FanPost

Runs Estimators Discussion

There is a very interesting article on Hardball Times website about Runs Estimators.  It might help fill that statistics craving you have had and you might just learn something.  

http://www.hardballtimes.com/main/article/a-closer-look-at-run-estimation/

I thought this was especially interesting:
"As a result, the differences in estimations for any one team are fairly small, as in this case here where it varies by 18 runs. Variables that tend to throw these estimates off include especially good or especially poor hitting with runners on base (the 2002 Phils hit .250/.338/.398 with runners on and .266/.340/.441 with the bases empty), or offenses where one or two individuals carry the lion's share of the load."

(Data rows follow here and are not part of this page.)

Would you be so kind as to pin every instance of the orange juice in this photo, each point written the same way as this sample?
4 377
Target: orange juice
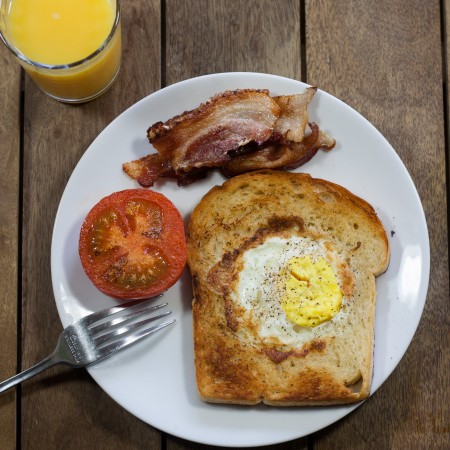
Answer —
71 48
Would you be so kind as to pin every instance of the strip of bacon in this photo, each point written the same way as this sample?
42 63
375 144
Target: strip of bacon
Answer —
294 115
281 156
236 131
204 137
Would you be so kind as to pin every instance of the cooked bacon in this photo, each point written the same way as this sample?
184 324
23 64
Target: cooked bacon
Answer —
204 137
148 169
281 156
294 115
236 131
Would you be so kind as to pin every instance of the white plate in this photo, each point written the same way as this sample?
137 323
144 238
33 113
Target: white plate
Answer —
155 380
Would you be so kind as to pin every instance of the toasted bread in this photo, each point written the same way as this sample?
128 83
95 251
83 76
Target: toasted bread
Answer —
333 362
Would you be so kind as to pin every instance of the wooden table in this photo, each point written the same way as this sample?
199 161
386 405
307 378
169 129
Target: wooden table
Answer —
387 59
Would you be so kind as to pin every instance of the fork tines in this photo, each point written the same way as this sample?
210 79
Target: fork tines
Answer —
127 323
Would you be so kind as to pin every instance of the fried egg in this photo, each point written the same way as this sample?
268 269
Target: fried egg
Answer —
290 290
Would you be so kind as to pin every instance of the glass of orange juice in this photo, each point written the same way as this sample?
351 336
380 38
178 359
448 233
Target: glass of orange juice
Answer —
70 48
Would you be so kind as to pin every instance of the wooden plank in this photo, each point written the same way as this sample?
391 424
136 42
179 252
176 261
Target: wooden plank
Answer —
9 225
384 59
232 35
225 36
65 408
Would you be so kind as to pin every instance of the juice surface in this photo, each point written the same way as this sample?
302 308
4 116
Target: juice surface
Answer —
59 31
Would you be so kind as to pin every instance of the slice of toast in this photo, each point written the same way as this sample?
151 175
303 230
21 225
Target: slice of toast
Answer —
330 363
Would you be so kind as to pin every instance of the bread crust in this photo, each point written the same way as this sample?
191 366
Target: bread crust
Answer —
332 369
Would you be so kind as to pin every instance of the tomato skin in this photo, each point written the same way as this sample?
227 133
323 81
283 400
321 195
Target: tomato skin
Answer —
132 244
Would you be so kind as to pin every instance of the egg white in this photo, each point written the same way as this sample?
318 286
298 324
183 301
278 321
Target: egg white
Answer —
258 290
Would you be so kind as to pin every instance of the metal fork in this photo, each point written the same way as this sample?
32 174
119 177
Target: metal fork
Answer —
97 336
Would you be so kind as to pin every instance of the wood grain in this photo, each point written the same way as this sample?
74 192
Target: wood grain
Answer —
69 403
385 61
9 244
205 36
388 59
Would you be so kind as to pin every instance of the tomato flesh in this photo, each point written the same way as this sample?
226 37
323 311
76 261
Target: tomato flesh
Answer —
132 244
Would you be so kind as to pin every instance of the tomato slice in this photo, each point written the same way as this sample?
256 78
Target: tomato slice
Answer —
132 244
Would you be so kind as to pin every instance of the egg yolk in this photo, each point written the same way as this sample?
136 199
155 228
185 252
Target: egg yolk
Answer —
311 291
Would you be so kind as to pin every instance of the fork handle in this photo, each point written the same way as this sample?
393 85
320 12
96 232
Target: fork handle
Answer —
45 364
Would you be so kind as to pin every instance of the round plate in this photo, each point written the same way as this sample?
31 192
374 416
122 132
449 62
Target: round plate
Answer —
155 379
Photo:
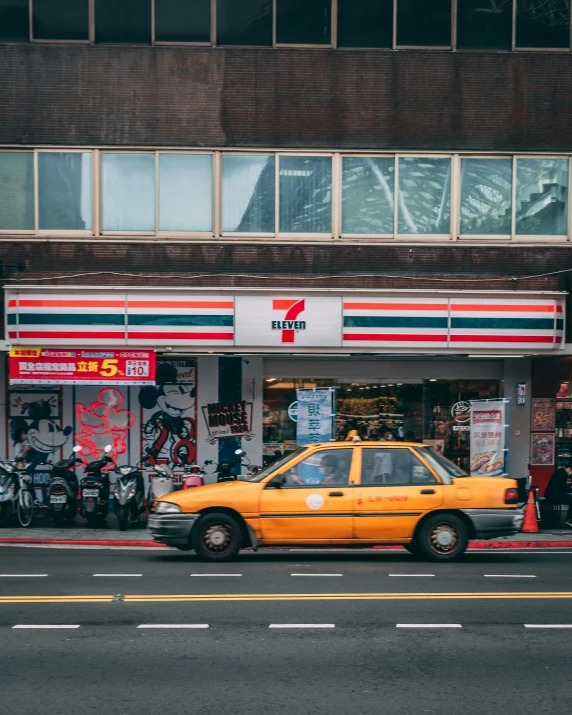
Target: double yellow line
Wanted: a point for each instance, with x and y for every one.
(218, 598)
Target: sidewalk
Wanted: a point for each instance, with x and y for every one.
(138, 536)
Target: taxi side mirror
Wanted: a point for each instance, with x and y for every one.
(279, 481)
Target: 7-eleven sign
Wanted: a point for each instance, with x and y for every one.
(290, 324)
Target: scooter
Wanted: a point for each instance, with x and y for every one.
(16, 495)
(63, 489)
(129, 499)
(223, 468)
(193, 477)
(94, 490)
(162, 482)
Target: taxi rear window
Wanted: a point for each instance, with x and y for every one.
(443, 466)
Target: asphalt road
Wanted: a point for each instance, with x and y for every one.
(386, 634)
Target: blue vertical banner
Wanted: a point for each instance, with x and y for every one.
(316, 416)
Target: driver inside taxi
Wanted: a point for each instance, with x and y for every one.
(330, 473)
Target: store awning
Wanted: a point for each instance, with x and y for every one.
(284, 321)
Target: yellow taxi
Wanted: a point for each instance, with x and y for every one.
(343, 493)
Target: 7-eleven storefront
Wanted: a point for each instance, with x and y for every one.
(229, 363)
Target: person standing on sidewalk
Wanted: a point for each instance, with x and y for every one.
(559, 490)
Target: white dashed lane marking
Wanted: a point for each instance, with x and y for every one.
(173, 625)
(117, 575)
(428, 625)
(302, 625)
(44, 627)
(216, 574)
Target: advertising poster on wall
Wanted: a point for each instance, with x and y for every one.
(315, 416)
(488, 454)
(542, 449)
(169, 415)
(84, 366)
(543, 414)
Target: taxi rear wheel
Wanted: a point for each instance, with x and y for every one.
(443, 537)
(216, 537)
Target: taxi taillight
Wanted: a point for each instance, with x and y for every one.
(511, 496)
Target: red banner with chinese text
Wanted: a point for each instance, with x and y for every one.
(54, 366)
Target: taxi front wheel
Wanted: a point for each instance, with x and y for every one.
(216, 537)
(443, 537)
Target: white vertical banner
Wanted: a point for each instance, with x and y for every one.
(316, 417)
(488, 438)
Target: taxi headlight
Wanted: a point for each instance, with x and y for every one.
(166, 507)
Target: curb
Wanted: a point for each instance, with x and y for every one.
(154, 544)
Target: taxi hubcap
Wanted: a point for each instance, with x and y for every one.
(216, 537)
(444, 538)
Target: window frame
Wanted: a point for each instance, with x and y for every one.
(500, 237)
(183, 43)
(333, 30)
(36, 231)
(438, 237)
(243, 234)
(453, 32)
(396, 446)
(312, 236)
(91, 28)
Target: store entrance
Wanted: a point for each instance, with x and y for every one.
(425, 410)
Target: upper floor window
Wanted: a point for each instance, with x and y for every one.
(244, 23)
(183, 21)
(285, 195)
(303, 22)
(123, 21)
(14, 20)
(60, 19)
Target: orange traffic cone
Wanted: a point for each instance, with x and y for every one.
(530, 523)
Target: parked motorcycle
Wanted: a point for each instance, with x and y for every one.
(63, 489)
(193, 477)
(94, 490)
(129, 499)
(223, 469)
(162, 482)
(16, 494)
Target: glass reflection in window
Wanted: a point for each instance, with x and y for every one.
(185, 192)
(542, 197)
(367, 195)
(248, 194)
(64, 191)
(128, 192)
(424, 195)
(305, 194)
(543, 23)
(486, 196)
(16, 191)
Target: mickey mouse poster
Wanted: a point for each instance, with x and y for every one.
(169, 414)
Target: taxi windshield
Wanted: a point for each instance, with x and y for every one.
(443, 466)
(275, 465)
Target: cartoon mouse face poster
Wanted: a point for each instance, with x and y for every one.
(169, 414)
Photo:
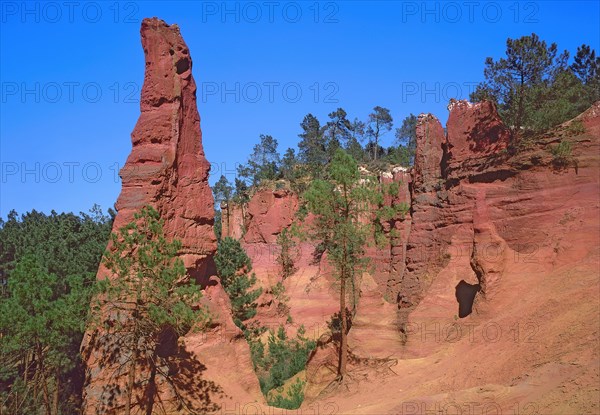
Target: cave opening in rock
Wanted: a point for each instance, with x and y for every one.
(465, 295)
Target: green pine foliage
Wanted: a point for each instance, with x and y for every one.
(281, 359)
(48, 267)
(145, 304)
(234, 269)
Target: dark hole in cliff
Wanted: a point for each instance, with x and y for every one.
(183, 65)
(465, 295)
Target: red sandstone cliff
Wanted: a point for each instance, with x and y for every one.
(499, 300)
(168, 170)
(491, 285)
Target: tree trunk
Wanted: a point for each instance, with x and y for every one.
(343, 338)
(56, 393)
(130, 382)
(151, 387)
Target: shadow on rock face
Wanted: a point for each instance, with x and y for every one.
(465, 295)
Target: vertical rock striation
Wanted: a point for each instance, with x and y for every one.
(167, 169)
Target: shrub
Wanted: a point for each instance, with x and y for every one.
(234, 267)
(295, 396)
(282, 359)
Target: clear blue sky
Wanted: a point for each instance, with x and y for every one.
(71, 74)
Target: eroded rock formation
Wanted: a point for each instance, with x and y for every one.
(167, 169)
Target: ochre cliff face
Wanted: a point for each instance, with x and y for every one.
(498, 304)
(167, 169)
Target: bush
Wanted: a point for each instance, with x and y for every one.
(576, 127)
(282, 359)
(295, 396)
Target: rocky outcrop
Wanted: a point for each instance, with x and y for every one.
(167, 169)
(268, 213)
(428, 197)
(499, 298)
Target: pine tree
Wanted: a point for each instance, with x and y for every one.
(234, 269)
(146, 303)
(338, 205)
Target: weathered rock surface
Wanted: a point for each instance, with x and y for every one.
(167, 169)
(513, 238)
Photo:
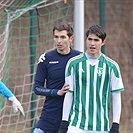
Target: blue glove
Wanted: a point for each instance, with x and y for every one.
(63, 127)
(114, 128)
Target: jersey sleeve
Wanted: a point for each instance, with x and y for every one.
(40, 77)
(69, 77)
(116, 80)
(5, 91)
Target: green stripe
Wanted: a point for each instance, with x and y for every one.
(83, 98)
(98, 99)
(105, 92)
(91, 101)
(76, 96)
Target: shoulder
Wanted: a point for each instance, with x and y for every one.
(76, 59)
(110, 62)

I think this last part means that a horrible lineup with one or two really good hitters (Ichiro and Sexson) underperforms because their contributions are not taken advantage of.  Ichiro can hit all the singles he wants, but that doesn’t mean he will create runs unless a teammate gets a hit too.  Sexson’s solo home runs are only worth one run compared to what our theories tell us they should be worth.  This means that a team like the A’s who have solid but not great hitters will outperform a team who has a few great hitters and mostly horrible hitters.  The Mariners last year were definitely a team stacked with garbage players for most of the year.

Another topic of interest:
"In both cases, however, we first have to answer the question of whether run estimation formulas that are designed and validated at the team level can actually be applied to individuals.
At first glance the answer should obviously be yes. After all, if a team can be projected to score X number of runs given a specific number of at bats, hits, doubles, and so on, then a player can be said to have "created" (contributed, produced, etc.) Y number of runs given his at bats, hit, doubles etc. However, statisticians are quick to point out that inferences about individuals based on aggregate data don’t always hold. This is the core of the so-called "ecological fallacy"."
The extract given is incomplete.